Kuzey İzlanda da jeologlar 2012 ve 2013 teki büyük ölçekli depremlerde yeraltı sularının kimyasal yapısında büyük ölçüde yükselmeler olduğunu yaptıkları haftalık kimyasal su analizleri ile saptadılar. Bu iki depremin ikisi de büyük ölçekliydi ( beşin üstünde) ve analizi yapılan merkeze uzaklığı ise 47 mildir.
Biz bu sonuçlara dayanarak depremi önceden tahmin ederiz demiyoruz fakat emin olduğumuz bir konu var oda deprem öncesi yeraltı sularının kimyasal yapısı oldukça fazla bir şekilde yükselmekte. Verdiğimiz bu yorum İsveç’deki Stockholm Üniversitesi Profesörü Alasdair Skelton’a aittir, Kendisi deprem öncesi kayaların değişime uğradığını ve yeraltı sularının kimyasal yapısının çok üst düzeye çıktığını belirtmektedir.

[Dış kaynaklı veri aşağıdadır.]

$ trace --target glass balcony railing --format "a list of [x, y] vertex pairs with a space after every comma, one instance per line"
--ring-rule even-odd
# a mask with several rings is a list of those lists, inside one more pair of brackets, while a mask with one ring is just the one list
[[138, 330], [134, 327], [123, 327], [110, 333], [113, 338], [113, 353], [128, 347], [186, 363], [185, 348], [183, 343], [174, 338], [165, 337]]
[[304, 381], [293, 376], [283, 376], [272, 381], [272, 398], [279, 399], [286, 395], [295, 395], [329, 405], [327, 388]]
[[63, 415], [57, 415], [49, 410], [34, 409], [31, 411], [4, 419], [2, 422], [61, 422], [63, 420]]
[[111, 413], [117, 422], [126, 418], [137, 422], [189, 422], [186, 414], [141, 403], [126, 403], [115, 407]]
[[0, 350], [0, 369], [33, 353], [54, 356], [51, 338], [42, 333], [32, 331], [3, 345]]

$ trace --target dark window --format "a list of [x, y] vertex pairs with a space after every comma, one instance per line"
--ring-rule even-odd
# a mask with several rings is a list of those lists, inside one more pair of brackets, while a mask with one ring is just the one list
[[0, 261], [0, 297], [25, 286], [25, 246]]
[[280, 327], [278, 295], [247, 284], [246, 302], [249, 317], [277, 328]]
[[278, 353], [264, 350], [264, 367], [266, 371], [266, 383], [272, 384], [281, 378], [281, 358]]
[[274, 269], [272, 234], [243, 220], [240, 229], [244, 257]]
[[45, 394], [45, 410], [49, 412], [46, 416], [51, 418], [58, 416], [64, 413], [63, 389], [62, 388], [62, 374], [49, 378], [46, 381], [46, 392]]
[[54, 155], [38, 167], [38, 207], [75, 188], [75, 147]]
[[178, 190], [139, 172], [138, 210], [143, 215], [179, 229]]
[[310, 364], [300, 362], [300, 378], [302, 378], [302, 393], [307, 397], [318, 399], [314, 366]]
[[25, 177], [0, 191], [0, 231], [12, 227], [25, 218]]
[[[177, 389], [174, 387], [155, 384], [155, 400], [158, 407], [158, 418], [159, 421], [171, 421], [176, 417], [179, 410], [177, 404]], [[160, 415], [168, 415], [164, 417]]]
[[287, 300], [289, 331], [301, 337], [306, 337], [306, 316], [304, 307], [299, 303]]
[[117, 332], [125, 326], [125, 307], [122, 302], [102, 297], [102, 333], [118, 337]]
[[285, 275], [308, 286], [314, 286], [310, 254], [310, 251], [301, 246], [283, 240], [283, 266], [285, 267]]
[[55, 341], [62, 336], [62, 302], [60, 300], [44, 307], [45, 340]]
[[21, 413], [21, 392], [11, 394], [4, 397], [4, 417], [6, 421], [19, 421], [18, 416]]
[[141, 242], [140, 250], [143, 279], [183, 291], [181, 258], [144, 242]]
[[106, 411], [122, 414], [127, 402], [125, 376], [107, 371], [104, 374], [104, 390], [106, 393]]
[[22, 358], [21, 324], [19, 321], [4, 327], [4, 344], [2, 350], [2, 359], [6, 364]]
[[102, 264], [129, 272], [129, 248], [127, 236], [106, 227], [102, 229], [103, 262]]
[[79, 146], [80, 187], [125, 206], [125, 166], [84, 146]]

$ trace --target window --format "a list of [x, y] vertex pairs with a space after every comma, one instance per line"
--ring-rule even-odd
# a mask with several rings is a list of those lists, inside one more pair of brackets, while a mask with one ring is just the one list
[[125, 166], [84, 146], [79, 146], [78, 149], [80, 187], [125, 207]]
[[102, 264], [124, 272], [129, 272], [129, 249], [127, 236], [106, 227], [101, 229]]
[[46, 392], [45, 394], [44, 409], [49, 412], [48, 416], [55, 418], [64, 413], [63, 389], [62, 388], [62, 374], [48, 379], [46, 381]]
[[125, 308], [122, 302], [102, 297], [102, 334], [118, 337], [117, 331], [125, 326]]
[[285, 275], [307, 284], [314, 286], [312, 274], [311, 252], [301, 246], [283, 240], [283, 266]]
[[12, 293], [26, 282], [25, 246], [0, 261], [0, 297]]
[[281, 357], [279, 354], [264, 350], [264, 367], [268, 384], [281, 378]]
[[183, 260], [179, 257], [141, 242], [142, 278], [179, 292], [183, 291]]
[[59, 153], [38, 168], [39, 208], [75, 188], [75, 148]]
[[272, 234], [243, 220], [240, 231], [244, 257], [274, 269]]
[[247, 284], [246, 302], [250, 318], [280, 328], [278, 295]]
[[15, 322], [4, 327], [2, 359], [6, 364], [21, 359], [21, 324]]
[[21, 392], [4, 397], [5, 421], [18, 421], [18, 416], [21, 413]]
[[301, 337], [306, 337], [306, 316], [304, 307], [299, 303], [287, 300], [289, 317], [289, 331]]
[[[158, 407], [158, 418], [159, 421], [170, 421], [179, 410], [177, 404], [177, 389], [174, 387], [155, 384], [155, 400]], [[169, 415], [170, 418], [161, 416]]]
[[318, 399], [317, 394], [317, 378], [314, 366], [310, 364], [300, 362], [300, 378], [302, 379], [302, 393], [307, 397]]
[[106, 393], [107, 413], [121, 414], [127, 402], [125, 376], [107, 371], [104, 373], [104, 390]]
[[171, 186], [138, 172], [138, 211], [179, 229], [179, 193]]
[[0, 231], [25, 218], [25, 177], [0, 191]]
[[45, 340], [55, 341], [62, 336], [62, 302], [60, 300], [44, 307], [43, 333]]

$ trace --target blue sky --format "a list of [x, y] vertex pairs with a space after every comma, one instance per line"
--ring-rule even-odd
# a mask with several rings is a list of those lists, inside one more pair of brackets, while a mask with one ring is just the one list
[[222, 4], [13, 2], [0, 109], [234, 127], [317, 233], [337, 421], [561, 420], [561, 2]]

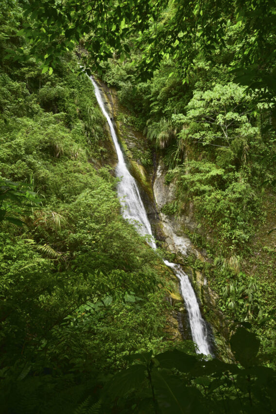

Yeraltı suyunun kimyasal yapısı muhteşem bir şekilde çok üst seviyeye çıkmakta ve buda çok önemli bir buluştur ve bu durum her iki bahsettiğimiz depremde kendini göstermiştir. Her iki depremde bu aynı olay yaşanmıştır diyen Prf. Skelton bunun çok önemli ve göz ardı edilemeyeceğini belirtmektedir. Bunun kesinliğini ise yüz binde bir olarak belirtmektedir. Bu konuda daha önceki en sağlam gözlemimiz ise 6400 kişinin öldüğü Japonya -Kobe depreminden önce yapılmıştır. Deprem öncesinde yer altından alınan su örneği ile deprem sonrası suyun analizi ve karşılaştırması yapılmıştır. Deprem öncesi alınan suyun kimyasal yapısı çok farklı olmakla birlikte ne yazık ki o zamanın teknolojisiyle bu tatmin edici seviyede kanıtlanamadı. Yer altı suyunun kimyasal yapısı kayaların sürtüşme ve parçalanmasıyla meydana gelen bir etkileşimdir-yani sallanan kayalar suyun kimyasal yapısını oldukça üst seviyeye çıkartıyor ve bizde bunu yer altına yerleştirdiğimiz uzun metal çubuklarla önceden tespit ediyoruz.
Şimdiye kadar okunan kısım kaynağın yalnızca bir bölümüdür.